Kennedy Agyapong, MP for Assin Central Kennedy Agyapong, MP for Assin Central

New Patriotic Party (NPP) firebrand, Kennedy Agyepong has warned that the current government is in trouble politically if it extends the Extended Credit Facility (ECF) with the International Monetary Fund up to 2018.

According to him, the restrictions borne out of the conditionalities is dangerous for the New Patriotic Party (NPP) because Ghanaians are suffering and their plight cannot be ameliorated because of these harsh terms signed on by the government.

“We have a lot of restrictions and it is not business friendly. During the era of President Kufuor we managed to cut them off and we survived. There were two things they kicked against but he went ahead and implemented them. National Health Insurance Scheme was one of them and when they realized it was getting successful, they tried to come back”, he revealed on Adom TV.

He observed that other bodies are willing to invest in the country but because the country has signed onto the IMF deal, it is difficult for such investors to come in.

“There are a lot of avenues out there. When anyone takes your profile, he looks at the amount you are entitled to under the World Bank conditionalities and gets disappointed. As a nation we cannot do two billion dollars just because of world bank”, he observed.

“The World Bank and the IMF conditionalities won’t help Ghana in anyway. These whites will only end up suppressing us with harsh conditions.

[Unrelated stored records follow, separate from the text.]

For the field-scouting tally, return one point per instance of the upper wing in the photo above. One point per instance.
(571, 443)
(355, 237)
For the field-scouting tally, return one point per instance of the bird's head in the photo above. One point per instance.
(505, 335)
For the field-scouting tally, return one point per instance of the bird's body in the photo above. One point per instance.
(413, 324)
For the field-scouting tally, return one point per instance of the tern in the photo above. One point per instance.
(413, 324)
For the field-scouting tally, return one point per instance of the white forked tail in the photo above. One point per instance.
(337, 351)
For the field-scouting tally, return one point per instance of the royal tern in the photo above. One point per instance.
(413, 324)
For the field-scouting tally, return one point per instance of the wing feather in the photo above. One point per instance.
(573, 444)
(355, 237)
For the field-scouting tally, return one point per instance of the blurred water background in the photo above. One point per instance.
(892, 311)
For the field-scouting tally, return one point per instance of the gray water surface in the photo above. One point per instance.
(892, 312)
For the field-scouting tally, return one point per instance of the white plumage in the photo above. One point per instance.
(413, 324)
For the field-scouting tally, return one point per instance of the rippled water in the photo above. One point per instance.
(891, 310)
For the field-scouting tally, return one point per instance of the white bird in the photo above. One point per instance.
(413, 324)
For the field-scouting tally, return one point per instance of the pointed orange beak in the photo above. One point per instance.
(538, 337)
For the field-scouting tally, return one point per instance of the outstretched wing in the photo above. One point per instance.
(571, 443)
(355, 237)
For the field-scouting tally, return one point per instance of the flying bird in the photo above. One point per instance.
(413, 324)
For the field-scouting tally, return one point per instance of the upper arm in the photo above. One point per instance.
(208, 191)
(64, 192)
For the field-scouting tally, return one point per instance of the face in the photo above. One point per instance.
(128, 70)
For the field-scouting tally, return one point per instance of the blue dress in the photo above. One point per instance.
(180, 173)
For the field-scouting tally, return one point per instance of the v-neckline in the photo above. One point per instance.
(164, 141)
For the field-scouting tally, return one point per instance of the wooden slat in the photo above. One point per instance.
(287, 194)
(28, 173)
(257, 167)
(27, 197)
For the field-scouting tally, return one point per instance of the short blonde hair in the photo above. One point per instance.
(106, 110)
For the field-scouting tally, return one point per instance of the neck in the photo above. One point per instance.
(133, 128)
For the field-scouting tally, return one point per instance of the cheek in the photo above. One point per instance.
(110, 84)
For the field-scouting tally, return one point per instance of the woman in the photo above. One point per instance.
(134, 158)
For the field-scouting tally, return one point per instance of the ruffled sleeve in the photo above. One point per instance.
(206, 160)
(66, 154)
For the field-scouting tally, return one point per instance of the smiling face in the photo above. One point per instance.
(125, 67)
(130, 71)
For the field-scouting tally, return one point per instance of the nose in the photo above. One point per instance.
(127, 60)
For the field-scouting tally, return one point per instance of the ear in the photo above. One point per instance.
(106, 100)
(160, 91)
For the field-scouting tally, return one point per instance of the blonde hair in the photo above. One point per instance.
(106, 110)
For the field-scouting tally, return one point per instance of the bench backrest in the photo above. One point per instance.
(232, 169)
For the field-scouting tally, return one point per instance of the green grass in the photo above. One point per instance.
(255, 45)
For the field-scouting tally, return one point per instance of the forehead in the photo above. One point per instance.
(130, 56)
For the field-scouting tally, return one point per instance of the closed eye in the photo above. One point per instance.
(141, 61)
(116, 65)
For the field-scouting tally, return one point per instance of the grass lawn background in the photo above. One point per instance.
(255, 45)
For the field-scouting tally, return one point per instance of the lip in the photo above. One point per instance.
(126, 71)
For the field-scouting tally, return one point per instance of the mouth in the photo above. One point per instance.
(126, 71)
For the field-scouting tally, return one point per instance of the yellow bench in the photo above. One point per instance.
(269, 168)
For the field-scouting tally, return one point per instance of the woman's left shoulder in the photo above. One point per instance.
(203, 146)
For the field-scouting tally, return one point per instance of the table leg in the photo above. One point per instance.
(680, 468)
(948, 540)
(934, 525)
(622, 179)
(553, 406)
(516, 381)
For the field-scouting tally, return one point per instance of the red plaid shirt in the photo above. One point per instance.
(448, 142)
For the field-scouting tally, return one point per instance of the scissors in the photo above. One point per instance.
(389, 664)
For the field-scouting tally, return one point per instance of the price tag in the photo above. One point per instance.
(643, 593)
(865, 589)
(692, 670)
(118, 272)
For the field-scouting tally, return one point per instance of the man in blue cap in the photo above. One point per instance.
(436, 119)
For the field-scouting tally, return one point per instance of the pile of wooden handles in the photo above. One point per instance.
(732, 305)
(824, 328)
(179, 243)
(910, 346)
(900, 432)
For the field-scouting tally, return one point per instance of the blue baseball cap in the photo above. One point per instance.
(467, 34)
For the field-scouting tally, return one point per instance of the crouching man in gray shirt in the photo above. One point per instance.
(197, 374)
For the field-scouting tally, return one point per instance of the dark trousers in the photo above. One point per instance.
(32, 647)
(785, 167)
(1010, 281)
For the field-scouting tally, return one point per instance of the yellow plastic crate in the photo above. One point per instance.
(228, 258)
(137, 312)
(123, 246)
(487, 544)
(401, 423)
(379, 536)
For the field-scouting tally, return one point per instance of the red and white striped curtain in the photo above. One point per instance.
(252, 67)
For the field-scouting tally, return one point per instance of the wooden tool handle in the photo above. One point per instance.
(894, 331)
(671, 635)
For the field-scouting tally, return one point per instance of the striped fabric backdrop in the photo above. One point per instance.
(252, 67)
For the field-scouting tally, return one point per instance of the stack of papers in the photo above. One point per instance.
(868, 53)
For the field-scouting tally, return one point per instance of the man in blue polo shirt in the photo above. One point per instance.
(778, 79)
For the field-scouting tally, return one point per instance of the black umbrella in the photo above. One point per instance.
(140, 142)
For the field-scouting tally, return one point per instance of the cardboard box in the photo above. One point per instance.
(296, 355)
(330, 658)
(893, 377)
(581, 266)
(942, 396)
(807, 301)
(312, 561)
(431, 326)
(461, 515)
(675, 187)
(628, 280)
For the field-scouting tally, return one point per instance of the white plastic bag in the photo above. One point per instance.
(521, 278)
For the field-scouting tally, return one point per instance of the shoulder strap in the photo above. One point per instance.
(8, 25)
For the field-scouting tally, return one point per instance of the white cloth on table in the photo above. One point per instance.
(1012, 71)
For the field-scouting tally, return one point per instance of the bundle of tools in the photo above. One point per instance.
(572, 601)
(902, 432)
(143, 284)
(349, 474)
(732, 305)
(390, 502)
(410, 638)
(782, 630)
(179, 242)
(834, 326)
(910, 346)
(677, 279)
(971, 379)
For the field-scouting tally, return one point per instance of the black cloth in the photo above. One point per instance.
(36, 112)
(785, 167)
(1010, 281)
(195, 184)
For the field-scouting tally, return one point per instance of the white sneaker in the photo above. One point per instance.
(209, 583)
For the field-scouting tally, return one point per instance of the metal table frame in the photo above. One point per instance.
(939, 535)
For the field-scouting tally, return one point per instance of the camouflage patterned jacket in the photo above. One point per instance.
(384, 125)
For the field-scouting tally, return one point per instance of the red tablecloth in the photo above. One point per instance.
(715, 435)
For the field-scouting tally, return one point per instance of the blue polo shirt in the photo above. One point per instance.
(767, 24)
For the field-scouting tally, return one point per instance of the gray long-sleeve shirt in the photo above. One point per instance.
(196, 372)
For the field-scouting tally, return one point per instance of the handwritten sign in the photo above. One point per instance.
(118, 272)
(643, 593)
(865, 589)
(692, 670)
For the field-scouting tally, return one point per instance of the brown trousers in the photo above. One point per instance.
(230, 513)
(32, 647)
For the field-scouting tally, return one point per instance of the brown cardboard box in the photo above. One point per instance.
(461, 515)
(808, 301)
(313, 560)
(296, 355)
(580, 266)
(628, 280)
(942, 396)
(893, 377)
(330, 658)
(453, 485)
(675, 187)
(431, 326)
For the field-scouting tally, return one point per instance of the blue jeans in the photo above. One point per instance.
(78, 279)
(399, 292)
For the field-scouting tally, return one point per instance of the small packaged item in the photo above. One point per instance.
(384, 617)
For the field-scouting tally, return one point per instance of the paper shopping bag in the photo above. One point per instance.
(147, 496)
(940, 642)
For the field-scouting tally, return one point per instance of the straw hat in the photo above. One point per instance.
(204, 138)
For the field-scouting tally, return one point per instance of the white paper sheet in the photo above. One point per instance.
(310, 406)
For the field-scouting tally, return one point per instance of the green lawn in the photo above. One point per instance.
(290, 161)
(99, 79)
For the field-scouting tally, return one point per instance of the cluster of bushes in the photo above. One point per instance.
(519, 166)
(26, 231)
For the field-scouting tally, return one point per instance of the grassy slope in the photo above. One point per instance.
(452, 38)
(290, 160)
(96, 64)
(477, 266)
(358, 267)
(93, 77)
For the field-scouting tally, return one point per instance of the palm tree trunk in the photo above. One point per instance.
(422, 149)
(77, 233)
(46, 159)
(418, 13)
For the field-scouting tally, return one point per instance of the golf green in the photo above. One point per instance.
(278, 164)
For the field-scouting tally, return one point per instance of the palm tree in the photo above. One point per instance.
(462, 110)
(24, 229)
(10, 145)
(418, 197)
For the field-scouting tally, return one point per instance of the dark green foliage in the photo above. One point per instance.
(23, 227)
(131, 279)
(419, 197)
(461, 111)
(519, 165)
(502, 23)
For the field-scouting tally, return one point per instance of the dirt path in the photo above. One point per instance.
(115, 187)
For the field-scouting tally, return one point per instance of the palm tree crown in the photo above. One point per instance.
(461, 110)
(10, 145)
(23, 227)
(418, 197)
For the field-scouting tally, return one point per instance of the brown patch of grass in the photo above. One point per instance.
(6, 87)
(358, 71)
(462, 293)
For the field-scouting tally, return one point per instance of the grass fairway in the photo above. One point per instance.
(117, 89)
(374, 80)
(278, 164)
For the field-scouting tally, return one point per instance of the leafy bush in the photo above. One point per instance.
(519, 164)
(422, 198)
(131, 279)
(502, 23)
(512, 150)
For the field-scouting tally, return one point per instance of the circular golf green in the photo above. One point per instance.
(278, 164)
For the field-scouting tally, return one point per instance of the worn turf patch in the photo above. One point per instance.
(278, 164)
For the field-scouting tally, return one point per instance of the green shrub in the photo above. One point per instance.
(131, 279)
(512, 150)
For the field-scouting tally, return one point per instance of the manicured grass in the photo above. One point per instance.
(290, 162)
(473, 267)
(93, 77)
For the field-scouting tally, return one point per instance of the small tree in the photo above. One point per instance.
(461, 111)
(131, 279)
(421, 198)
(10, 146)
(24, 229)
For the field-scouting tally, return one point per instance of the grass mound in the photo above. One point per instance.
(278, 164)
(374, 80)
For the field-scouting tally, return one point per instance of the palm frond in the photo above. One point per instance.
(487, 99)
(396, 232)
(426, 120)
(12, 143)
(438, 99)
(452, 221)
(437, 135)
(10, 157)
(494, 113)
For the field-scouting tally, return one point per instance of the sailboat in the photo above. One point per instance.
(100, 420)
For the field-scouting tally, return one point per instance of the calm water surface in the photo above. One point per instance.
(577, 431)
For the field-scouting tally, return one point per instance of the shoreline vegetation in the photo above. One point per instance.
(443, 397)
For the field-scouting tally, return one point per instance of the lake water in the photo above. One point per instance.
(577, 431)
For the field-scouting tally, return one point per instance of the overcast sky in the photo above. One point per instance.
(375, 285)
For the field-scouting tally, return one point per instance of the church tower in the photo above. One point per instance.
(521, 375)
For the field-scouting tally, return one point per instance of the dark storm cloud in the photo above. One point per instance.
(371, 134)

I know Nana Addo is not happy about it but his ministers surrounding him are being difficult and pushing for this deal.

“If we should continue this deal till the 2020 elections, then we (NPP) will be in big trouble and can cost us the 2020 elections and so the President should act fast” he warned.

Ghana entered into the three-year program with the IMF on April 2015 for a total amount 918 million US dollars which was expected to be disbursed in eight equal tranches.

The programme aims at restoring debt sustainability and macroeconomic stability in the country to foster a return to high growth and job creation while protecting social spending.